The goal is not to publish everything. The goal is to keep a reviewed trail of what is worth showing and remove anything that only adds noise.
My role
I shaped the product direction, content structure, visual tone, archive model, automation roadmap, and review loop.
AI helped with speed: implementation, exploration, drafts, and iteration. The decisions, taste, and final publishing judgment stayed with me.
What the system includes
It brings together the homepage, archive, journal, weekly insight scripts, LinkedIn draft flow, future visual prompts, analytics notes, and a review-first publishing rule.
Product thinking
The product logic is simple: make the site easy to update, easy to scan, credible to a recruiter, and still personal enough that it does not feel like a generated profile.

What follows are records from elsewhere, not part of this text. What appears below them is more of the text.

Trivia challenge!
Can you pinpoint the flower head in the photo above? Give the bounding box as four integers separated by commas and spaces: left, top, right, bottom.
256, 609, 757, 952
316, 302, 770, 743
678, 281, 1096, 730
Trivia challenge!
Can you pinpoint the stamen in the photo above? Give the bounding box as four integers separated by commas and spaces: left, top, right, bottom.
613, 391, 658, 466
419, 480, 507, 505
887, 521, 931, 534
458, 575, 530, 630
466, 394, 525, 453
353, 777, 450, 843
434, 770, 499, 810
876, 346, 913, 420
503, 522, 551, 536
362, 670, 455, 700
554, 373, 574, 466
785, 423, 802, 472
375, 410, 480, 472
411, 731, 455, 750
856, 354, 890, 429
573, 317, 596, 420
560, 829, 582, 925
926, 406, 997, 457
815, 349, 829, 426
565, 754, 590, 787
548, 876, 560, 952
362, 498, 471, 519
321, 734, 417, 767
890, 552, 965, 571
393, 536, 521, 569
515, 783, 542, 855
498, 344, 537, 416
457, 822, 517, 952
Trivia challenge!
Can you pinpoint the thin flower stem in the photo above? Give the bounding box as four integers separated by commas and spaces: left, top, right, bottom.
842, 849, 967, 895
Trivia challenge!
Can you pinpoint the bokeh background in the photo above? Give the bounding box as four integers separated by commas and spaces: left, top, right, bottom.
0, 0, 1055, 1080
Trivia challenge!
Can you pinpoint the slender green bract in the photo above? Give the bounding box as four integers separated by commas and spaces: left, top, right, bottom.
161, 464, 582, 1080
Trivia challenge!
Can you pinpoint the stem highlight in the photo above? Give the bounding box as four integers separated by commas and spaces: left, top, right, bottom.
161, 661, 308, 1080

New MBA projects, market notes, AI workflow experiments, and case reflections should fit without redesigning the whole thing each time.
AI and automation angle
This is an experiment in AI-assisted execution, not AI-authored identity. AI can reduce friction between idea and first version, but quality still comes from review.
The publishing workflow is intentionally approval-first. Drafts can be generated; publishing still needs a human yes.
What I learned
Prompting is not the point. Direction is. AI becomes much better when the person using it knows what good should feel like.
I also learned that automation needs a reason to exist. A draft is helpful only if the review process makes it sharper.
Future direction
The next version will support weekly AI, product, business, and market insight articles, shorter LinkedIn adaptations, AI-generated visual prompts where appropriate, source-backed writing, and gradual additions from MBA, marketing, strategy, and product work.